You are viewing a plain text version of this content. The canonical link for it is here.
Posted to user@nutch.apache.org by Ngoc Giang Nguyen <gi...@gmail.com> on 2005/10/12 05:28:11 UTC

Unlimited access to a web server for Nutch

 Hi all,

I'm running Nutch to crawl some specific websites that I know the web admins
personally. So is there anyway to change the settings of the target web
servers such that they give my Nutch higher priority, let's say unlimited
access, assuming they are all Apache servers? Because usually I observed
that Nutch has a lot of "HTTP max delay" even when I set the timeout quite
large and the network connections are quite perfect (I also double check by
visiting those websites by browser, and they respond well).

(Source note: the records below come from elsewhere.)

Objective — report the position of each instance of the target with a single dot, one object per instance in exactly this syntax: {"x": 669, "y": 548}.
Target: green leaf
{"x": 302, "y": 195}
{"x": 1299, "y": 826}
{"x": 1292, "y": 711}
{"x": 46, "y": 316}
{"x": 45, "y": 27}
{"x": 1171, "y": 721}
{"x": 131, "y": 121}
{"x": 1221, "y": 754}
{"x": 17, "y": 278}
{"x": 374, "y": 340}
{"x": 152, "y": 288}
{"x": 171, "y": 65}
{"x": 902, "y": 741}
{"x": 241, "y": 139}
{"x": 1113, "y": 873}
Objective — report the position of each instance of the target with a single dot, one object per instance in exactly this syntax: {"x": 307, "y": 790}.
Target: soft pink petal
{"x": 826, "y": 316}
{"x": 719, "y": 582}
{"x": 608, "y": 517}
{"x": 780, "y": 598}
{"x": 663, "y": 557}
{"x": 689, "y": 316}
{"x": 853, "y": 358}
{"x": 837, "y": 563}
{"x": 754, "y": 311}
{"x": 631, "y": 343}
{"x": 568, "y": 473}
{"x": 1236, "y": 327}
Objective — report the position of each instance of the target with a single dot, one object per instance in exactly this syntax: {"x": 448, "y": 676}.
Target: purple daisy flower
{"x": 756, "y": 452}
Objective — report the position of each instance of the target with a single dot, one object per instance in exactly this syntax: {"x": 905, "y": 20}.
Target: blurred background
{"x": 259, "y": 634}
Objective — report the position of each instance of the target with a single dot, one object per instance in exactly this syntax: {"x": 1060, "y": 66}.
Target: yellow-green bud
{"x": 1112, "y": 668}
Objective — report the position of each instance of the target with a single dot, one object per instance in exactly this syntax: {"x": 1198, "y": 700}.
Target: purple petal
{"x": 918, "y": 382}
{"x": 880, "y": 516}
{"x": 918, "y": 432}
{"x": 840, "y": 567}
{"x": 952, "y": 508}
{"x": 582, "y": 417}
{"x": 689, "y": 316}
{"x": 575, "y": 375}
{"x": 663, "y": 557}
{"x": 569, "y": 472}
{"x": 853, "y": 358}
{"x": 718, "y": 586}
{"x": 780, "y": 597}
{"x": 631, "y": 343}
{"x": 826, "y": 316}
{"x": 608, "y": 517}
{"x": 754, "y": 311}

All suggestions are welcomed. Thanks a lot.

Best regards,
Giang

Re: Unlimited access to a web server for Nutch

Posted by Doug Cutting <cu...@nutch.org>.
Ngoc Giang Nguyen wrote:
> I'm running Nutch to crawl some specific websites that I know the web admins
> personally. So is there anyway to change the settings of the target web
> servers such that they give my Nutch higher priority, let's say unlimited
> access, assuming they are all Apache servers? Because usually I observed
> that Nutch has a lot of "HTTP max delay" even when I set the timeout quite
> large and the network connections are quite perfect (I also double check by
> visiting those websites by browser, and they respond well).

Try something like fetcher.server.delay=0 and fetcher.threads.per.host=10.

Doug